You’ve also been appointed the associate program director for the UVA Neurology Residency Program for the 2017-2018 school year. Why did you decide to make teaching such a big part of your career?
I first taught internal medicine residents at Kessler and found it very rewarding. But it struck me that even though perpetuating good practice and teaching future physicians how to care for patients is part of our mission, we receive no training in how to educate others. We have role models often, but we don’t get instruction on how to be an effective teacher.
That’s why I decided to go back to school to get my Masters of Education in Health Professions at Johns Hopkins. It has been a fantastic experience so far. It allows me to connect with clinician educators at all different levels of their careers dedicated to the idea of educating other providers. Studying adult learning principles, instructional strategies and how to assess students has elevated my teaching so that it’s more evidence-based. I have received a lot of support from my department to pursue this, which was integral to my decision to stay at UVA.
Will you also be involved in research at UVA?
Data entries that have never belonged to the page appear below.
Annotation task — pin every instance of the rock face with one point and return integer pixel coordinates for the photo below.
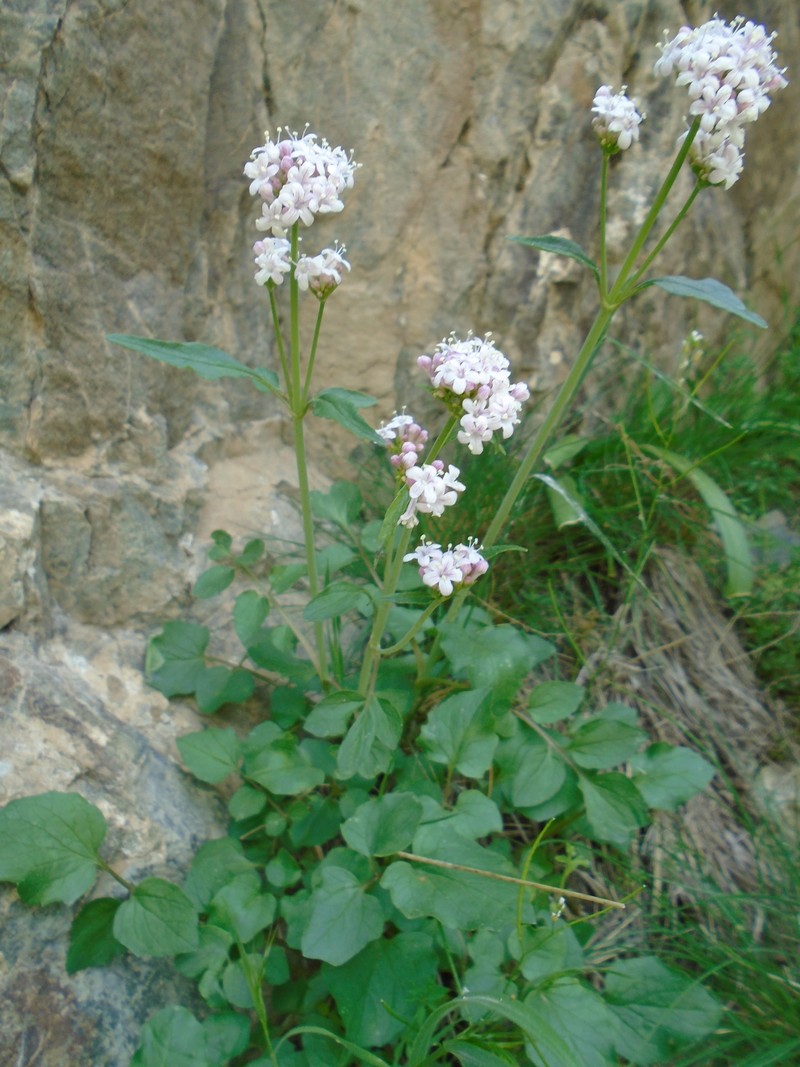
(123, 208)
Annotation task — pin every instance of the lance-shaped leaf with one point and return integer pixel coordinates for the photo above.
(559, 247)
(730, 527)
(341, 405)
(209, 363)
(709, 290)
(49, 846)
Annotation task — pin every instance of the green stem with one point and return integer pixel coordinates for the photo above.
(298, 414)
(616, 297)
(313, 353)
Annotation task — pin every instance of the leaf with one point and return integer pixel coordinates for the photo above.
(175, 658)
(580, 1019)
(217, 686)
(341, 505)
(92, 941)
(213, 582)
(242, 907)
(384, 985)
(709, 290)
(158, 919)
(335, 600)
(49, 846)
(668, 776)
(493, 657)
(559, 247)
(613, 807)
(209, 363)
(383, 825)
(658, 1009)
(459, 900)
(331, 716)
(210, 754)
(283, 768)
(553, 701)
(460, 732)
(341, 405)
(603, 743)
(250, 611)
(732, 531)
(370, 743)
(342, 918)
(540, 775)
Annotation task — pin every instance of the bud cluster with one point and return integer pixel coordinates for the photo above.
(730, 70)
(478, 376)
(445, 570)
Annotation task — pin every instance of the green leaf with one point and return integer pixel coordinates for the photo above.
(341, 505)
(213, 582)
(335, 600)
(384, 985)
(331, 716)
(284, 768)
(209, 363)
(250, 611)
(553, 701)
(342, 407)
(603, 743)
(214, 863)
(175, 658)
(242, 907)
(460, 732)
(49, 846)
(92, 941)
(493, 657)
(735, 542)
(370, 743)
(342, 919)
(210, 754)
(710, 291)
(459, 900)
(540, 775)
(173, 1038)
(580, 1019)
(613, 807)
(658, 1009)
(559, 247)
(217, 686)
(383, 826)
(668, 777)
(158, 919)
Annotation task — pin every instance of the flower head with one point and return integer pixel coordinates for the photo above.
(729, 69)
(445, 570)
(617, 118)
(298, 177)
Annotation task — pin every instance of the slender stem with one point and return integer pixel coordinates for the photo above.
(603, 213)
(313, 353)
(298, 414)
(514, 881)
(281, 346)
(667, 235)
(616, 296)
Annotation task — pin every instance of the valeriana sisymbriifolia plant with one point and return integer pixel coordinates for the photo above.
(394, 886)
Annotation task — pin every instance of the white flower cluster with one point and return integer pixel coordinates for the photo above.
(730, 72)
(405, 438)
(298, 178)
(431, 489)
(617, 118)
(475, 371)
(460, 566)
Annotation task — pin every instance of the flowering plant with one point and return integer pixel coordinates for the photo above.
(369, 903)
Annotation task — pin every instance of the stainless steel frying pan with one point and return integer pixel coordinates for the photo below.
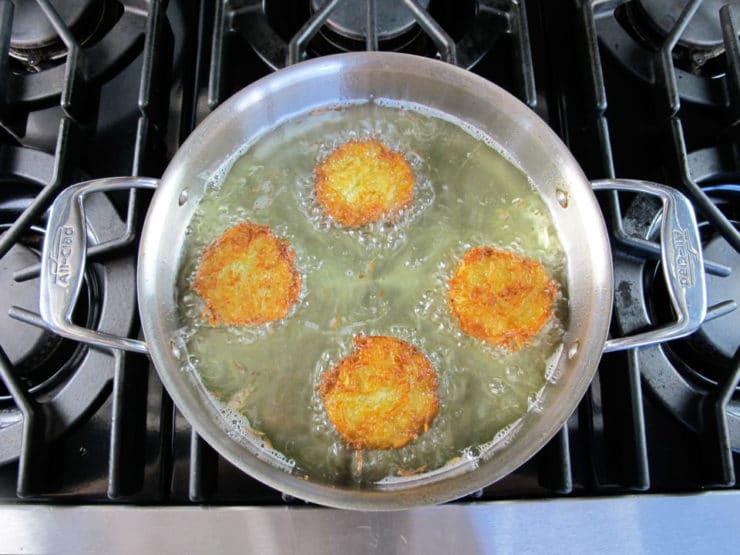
(333, 80)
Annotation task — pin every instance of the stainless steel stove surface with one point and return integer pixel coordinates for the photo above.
(637, 89)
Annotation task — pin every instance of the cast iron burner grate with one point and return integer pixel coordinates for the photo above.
(679, 40)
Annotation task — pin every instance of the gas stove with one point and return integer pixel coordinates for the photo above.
(636, 88)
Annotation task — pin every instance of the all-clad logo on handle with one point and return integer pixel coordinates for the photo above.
(60, 255)
(685, 258)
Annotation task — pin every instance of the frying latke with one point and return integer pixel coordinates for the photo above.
(382, 395)
(247, 277)
(362, 182)
(501, 297)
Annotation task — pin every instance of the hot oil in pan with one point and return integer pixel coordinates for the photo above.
(388, 278)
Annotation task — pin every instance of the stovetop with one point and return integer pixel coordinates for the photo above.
(638, 89)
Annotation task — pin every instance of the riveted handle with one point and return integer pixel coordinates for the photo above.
(682, 262)
(64, 257)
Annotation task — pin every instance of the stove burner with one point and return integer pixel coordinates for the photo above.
(34, 41)
(72, 378)
(27, 348)
(108, 31)
(349, 19)
(703, 30)
(269, 25)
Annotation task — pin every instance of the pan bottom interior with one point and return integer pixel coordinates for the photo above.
(387, 278)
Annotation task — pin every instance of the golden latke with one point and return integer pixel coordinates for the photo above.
(362, 182)
(382, 395)
(501, 297)
(247, 277)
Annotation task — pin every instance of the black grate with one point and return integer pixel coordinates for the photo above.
(135, 447)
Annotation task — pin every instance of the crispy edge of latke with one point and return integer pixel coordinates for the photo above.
(512, 339)
(330, 379)
(244, 233)
(333, 204)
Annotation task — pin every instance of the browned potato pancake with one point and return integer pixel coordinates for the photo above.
(362, 182)
(382, 395)
(247, 277)
(501, 297)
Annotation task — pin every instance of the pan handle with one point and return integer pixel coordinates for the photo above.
(63, 262)
(682, 262)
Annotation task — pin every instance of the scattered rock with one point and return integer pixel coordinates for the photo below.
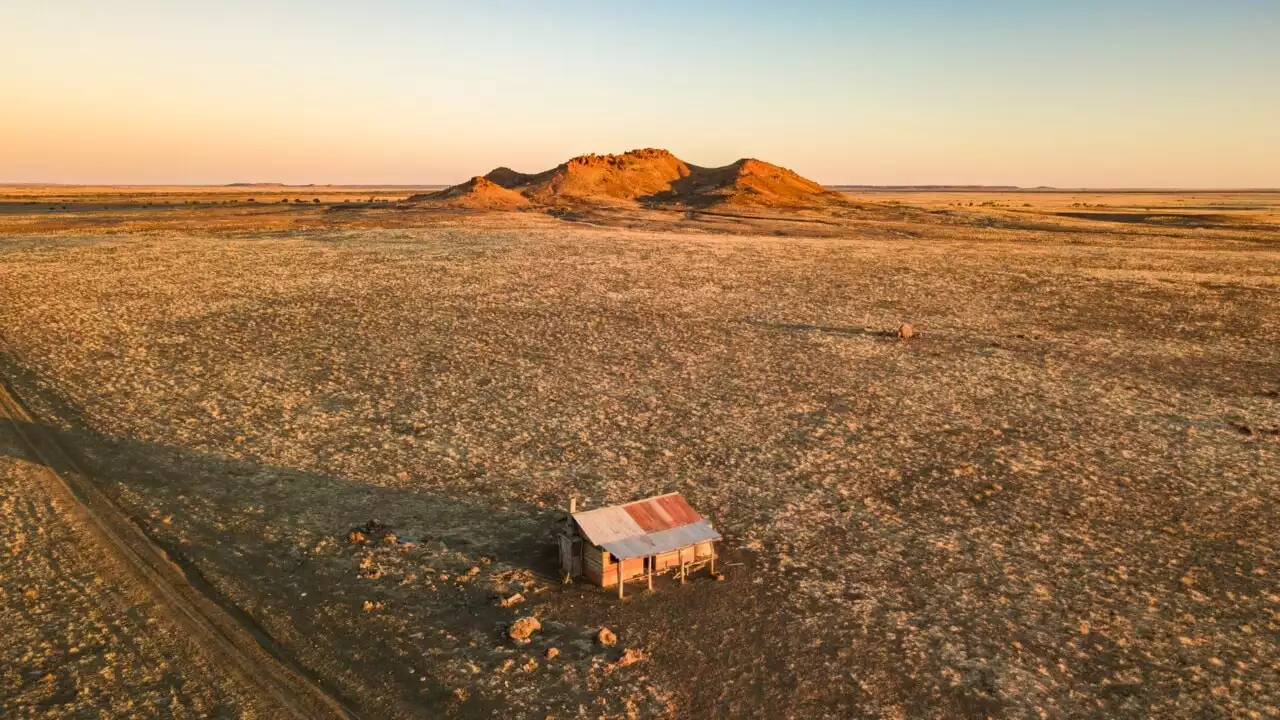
(606, 637)
(521, 629)
(629, 657)
(370, 531)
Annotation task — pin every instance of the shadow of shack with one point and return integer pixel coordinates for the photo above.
(613, 545)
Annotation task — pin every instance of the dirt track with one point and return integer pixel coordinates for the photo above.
(119, 624)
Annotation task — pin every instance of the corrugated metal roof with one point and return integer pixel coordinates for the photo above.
(607, 524)
(663, 541)
(645, 527)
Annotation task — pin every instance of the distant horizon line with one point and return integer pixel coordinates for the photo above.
(933, 187)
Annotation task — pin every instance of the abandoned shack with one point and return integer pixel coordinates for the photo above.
(613, 545)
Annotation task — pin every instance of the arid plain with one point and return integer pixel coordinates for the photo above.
(1060, 500)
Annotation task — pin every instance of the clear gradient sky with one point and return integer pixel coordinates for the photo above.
(1070, 94)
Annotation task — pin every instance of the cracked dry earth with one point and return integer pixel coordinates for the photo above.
(1060, 501)
(77, 639)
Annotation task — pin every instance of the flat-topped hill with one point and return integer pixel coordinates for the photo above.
(648, 177)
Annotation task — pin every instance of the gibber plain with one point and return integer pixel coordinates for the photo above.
(351, 417)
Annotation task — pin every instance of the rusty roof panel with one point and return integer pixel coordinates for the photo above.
(643, 513)
(640, 519)
(679, 510)
(663, 541)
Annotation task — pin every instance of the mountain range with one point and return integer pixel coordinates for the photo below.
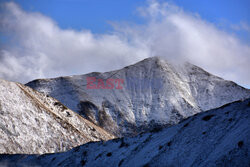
(154, 93)
(219, 137)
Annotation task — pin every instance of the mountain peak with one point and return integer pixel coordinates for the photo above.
(154, 93)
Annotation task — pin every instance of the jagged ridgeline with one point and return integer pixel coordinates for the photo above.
(155, 93)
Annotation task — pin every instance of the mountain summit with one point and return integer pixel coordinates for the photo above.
(154, 93)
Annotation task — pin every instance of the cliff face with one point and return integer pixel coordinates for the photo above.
(218, 137)
(154, 93)
(32, 122)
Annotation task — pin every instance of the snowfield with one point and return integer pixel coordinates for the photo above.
(34, 123)
(155, 93)
(219, 137)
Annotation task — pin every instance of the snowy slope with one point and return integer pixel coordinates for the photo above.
(32, 122)
(219, 137)
(154, 93)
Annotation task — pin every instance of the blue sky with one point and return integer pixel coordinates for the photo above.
(95, 15)
(44, 38)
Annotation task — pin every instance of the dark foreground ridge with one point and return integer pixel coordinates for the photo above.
(218, 137)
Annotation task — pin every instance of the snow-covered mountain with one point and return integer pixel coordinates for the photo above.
(32, 122)
(154, 93)
(219, 137)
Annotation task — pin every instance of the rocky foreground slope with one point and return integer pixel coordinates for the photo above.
(34, 123)
(219, 137)
(154, 93)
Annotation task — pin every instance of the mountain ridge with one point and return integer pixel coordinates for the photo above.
(155, 93)
(32, 122)
(218, 137)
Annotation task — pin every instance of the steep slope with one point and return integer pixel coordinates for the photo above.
(154, 93)
(219, 137)
(32, 122)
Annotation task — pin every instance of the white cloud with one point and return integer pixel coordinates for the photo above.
(42, 49)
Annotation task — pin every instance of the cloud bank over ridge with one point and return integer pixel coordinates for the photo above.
(36, 47)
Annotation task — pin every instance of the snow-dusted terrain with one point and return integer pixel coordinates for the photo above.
(154, 93)
(219, 137)
(32, 122)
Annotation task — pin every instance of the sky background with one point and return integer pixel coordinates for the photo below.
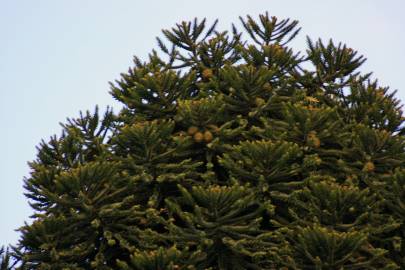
(57, 57)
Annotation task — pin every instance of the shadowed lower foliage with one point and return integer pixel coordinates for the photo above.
(232, 151)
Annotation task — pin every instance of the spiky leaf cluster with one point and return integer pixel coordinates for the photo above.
(230, 152)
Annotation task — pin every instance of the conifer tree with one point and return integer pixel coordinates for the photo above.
(232, 151)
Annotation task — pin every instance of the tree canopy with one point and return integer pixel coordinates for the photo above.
(232, 151)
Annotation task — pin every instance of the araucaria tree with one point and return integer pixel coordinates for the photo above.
(231, 151)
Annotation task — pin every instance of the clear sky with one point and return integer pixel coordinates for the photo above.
(56, 58)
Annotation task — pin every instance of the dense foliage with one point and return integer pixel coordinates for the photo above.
(230, 152)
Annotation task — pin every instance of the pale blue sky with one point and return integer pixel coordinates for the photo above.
(56, 58)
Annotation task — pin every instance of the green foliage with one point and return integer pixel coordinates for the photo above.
(229, 153)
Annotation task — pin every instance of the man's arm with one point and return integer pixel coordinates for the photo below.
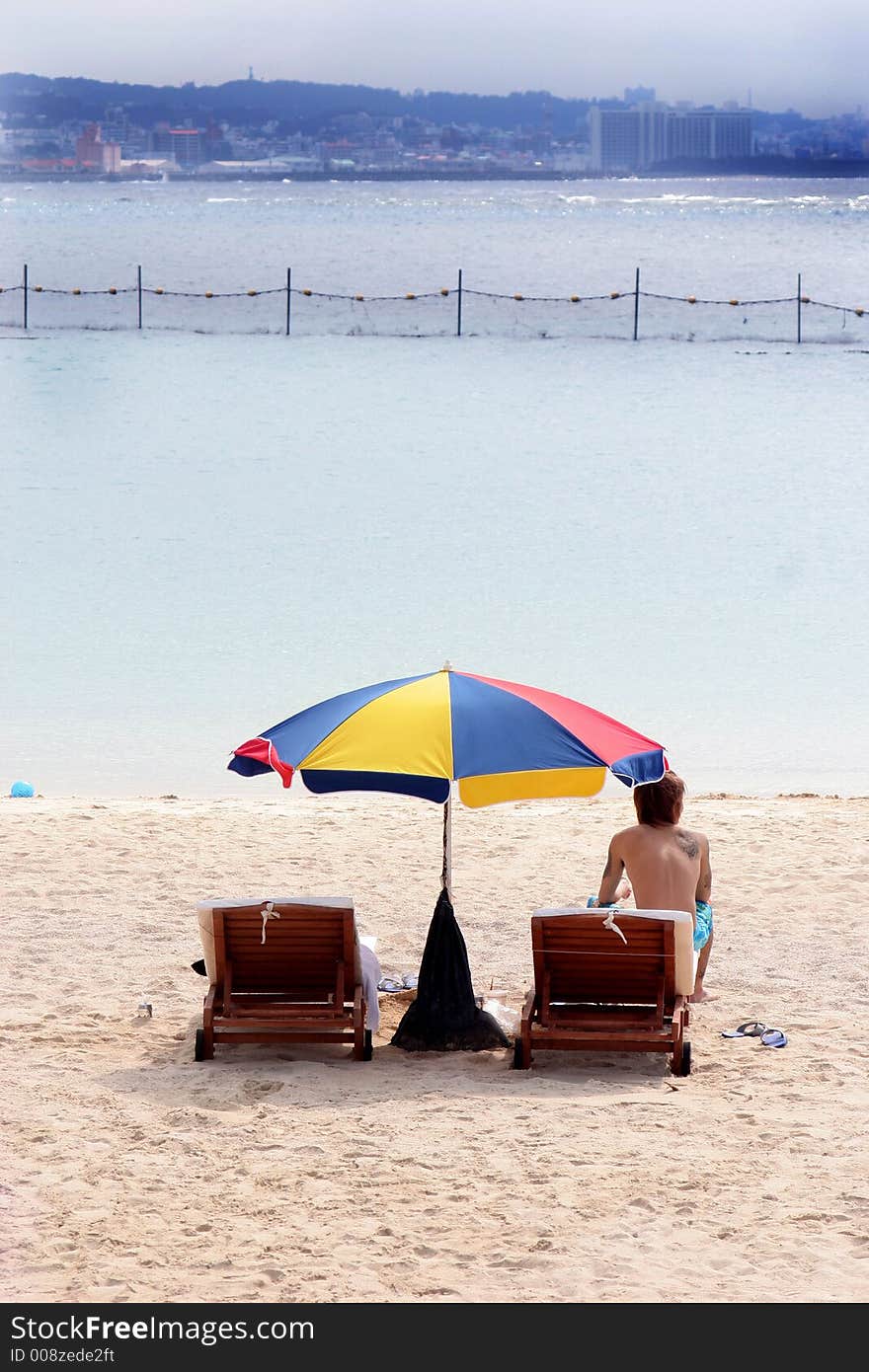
(704, 879)
(611, 877)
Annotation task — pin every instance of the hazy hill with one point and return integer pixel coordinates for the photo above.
(296, 106)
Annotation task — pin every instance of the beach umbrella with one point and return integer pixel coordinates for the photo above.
(421, 735)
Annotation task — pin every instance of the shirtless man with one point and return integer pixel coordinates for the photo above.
(666, 865)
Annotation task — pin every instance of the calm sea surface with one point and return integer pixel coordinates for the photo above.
(203, 533)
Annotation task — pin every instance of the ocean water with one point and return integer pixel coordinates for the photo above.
(203, 534)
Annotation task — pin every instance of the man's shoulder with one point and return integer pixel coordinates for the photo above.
(625, 836)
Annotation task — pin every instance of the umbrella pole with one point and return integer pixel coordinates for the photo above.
(446, 870)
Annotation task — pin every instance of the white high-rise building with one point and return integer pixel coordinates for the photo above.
(632, 140)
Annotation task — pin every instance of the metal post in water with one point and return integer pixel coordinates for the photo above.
(459, 315)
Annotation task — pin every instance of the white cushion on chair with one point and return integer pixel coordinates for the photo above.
(368, 957)
(685, 967)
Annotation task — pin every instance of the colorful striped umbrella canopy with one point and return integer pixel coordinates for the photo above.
(418, 734)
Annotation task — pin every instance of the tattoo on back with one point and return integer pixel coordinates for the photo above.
(688, 844)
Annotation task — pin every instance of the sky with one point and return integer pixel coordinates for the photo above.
(810, 55)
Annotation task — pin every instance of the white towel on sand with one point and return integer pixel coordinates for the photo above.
(371, 975)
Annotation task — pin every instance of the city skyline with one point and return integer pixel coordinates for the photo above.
(808, 58)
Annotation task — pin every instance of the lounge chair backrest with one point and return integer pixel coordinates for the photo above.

I will be participating in various stroke trials at UVA, including the next phase of the iTREAT study and the ongoing SHINE (Stroke Hyperglycemia Insulin Network Effort) trial. I’ll also be doing educational research with the curricular innovations we are introducing next year, including a new tele-neurology curriculum for our residency program. Telemedicine is being touted as a solution to the growing access disparity, but we’re not likely to integrate this technology more widely unless we train future neurologists how to use it. This has been absent in residency programs until now.
How will you be partnering with referring providers to care for stroke patients?
As a Primary Stroke Center, we have an experienced team of stroke neurologists available 24/7 for emergent care, but we also have vascular neurologists available on an outpatient basis to provide consultative care in clinic for patients with complex cerebrovascular disease. A member of our team is always available to discuss patients with referring providers and ensure that patients throughout the region are receiving timely, high-quality stroke care.